European regulators had given themselves until the end of this month to reach agreement, but Reuters reports this morning that the talks have “collapsed.” Now, the next-earliest vote will come in September, although there is no indication of serious movement on the key issues of contention (including a so-called passport, which would allow a PE firm to gain access to all EU institutions by satisfying the regulatory requirements of a single EU member).
Back here at home, things are no more certain. The much-discussed change to carried interest tax treatment is tied up in a so-called Job Extenders bill that appears to be on “death’s door.” Even if it were to somehow be revived, Congress long ago gave up the ghost of treating carried interest as ordinary income — instead proposing a hybrid structure in which some carried interest would continue to be treated as capital gains (still waiting for an elected official to explain that concession as anything other than an attempt at political expediency).
And then there are the PE-specific provisions included in the larger financial reform package, which is in the midst of its “final, frantic hours.”

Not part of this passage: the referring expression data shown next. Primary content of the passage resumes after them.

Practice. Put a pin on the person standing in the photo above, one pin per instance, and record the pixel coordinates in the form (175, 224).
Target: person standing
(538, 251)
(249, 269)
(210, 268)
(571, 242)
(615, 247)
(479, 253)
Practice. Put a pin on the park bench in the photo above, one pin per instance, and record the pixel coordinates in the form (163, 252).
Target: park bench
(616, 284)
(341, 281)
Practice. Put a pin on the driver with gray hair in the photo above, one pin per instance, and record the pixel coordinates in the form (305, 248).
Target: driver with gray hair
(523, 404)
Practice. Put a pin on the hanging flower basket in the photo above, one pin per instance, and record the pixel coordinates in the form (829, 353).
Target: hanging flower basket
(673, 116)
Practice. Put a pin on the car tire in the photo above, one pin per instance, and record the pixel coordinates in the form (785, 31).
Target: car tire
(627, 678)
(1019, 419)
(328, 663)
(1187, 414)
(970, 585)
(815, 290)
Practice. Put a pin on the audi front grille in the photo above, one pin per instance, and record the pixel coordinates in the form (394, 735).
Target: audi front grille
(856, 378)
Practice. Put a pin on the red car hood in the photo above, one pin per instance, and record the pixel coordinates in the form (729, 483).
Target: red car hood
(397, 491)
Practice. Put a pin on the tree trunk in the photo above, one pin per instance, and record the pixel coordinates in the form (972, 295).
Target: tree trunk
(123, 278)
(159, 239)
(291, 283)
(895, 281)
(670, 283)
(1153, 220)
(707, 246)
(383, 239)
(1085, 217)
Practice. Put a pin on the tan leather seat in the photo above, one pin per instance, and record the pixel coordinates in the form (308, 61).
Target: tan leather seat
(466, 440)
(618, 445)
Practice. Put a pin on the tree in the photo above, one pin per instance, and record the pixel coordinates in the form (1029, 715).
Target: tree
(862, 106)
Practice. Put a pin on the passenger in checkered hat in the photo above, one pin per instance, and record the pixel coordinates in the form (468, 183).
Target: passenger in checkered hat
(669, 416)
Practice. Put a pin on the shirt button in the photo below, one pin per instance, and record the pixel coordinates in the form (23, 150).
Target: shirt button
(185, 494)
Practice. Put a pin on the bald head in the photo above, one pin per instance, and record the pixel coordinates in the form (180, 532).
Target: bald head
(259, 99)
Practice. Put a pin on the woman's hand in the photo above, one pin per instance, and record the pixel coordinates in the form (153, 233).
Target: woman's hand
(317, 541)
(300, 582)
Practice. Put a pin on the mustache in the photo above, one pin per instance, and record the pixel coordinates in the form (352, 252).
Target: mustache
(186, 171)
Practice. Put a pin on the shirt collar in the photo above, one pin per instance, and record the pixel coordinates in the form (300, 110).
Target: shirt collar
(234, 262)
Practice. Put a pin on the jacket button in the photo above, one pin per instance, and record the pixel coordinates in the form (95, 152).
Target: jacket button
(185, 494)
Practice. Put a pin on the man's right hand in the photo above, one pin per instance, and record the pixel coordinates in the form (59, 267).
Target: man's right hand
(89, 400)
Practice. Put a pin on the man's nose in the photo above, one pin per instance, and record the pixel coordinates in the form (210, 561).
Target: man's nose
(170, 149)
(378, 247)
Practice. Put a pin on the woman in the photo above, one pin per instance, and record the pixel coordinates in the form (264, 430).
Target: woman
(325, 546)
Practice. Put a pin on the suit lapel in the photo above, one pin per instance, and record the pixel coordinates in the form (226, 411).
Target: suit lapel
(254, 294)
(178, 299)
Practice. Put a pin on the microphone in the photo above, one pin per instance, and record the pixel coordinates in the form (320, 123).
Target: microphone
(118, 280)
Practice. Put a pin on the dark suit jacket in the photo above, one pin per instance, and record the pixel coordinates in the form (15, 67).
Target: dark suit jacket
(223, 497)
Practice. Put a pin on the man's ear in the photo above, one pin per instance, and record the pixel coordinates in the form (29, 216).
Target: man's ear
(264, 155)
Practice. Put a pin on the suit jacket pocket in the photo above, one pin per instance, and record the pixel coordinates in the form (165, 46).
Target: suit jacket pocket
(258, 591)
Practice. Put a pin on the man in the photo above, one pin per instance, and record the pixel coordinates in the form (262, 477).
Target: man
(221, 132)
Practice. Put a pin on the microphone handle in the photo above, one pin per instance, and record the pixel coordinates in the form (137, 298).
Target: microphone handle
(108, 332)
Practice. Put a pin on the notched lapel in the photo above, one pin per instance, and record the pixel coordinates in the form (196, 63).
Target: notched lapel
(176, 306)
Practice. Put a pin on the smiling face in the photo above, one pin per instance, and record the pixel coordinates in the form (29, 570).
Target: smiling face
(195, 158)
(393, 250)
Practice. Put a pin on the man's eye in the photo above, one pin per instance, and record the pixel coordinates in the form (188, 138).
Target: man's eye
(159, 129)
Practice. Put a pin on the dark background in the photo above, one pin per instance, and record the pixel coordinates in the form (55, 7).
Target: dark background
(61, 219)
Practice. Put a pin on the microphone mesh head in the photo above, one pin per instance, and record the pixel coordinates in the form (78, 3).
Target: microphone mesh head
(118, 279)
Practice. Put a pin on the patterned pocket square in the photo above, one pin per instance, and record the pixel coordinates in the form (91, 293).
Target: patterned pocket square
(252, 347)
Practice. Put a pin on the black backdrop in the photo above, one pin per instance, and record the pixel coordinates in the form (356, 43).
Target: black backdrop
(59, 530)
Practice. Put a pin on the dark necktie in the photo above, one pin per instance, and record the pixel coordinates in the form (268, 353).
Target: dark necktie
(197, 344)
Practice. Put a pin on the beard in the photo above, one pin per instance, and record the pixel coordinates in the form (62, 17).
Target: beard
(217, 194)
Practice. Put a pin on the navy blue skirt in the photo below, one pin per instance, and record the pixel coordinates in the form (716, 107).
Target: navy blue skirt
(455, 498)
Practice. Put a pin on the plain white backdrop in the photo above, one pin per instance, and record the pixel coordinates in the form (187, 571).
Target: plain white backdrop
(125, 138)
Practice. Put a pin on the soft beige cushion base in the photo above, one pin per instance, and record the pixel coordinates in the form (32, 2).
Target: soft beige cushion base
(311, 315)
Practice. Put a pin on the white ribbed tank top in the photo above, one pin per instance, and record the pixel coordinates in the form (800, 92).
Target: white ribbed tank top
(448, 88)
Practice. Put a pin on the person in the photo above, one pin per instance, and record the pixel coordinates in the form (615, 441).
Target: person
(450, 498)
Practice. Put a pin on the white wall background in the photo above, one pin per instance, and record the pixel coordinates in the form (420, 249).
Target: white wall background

This is the bill that contains the so-called Volcker Rule, which originally would have prevented U.S. banks from either sponsoring in-house private equity funds or from investing their own capital in third-party funds. As of last check, it appears that Wall Street has secured some softening on that last point, winning an argument about how investing alongside their clients makes for a better alignment of interests. We’re also expecting some clarification on the first point, but it’s likely to be more of a how-to guide to divestiture, rather than a divestiture exemption.
Finally, there is the registration issue. Private equity funds with more than $150 million in committed capital will be required to register, although the costs will be relatively low if a fund is that large. Venture capital funds, on the other hand, have been completely excluded (even those with $1 billion+). Still no official word on how “private equity” or “venture capital” will be defined, except that the SEC will tell us later. In other words, this isn’t going into effect any time soon.
Look, it’s possible that the winds of change will boomerang in the upcoming days, weeks or months. Europe could get its misguided act together, a tough Volcker Rule could be passed and the Job Extenders bill could be saved (or perhaps carried interest taxation finds its way into other legislation). But, as of this moment, private equity is beaming with unexpected optimism.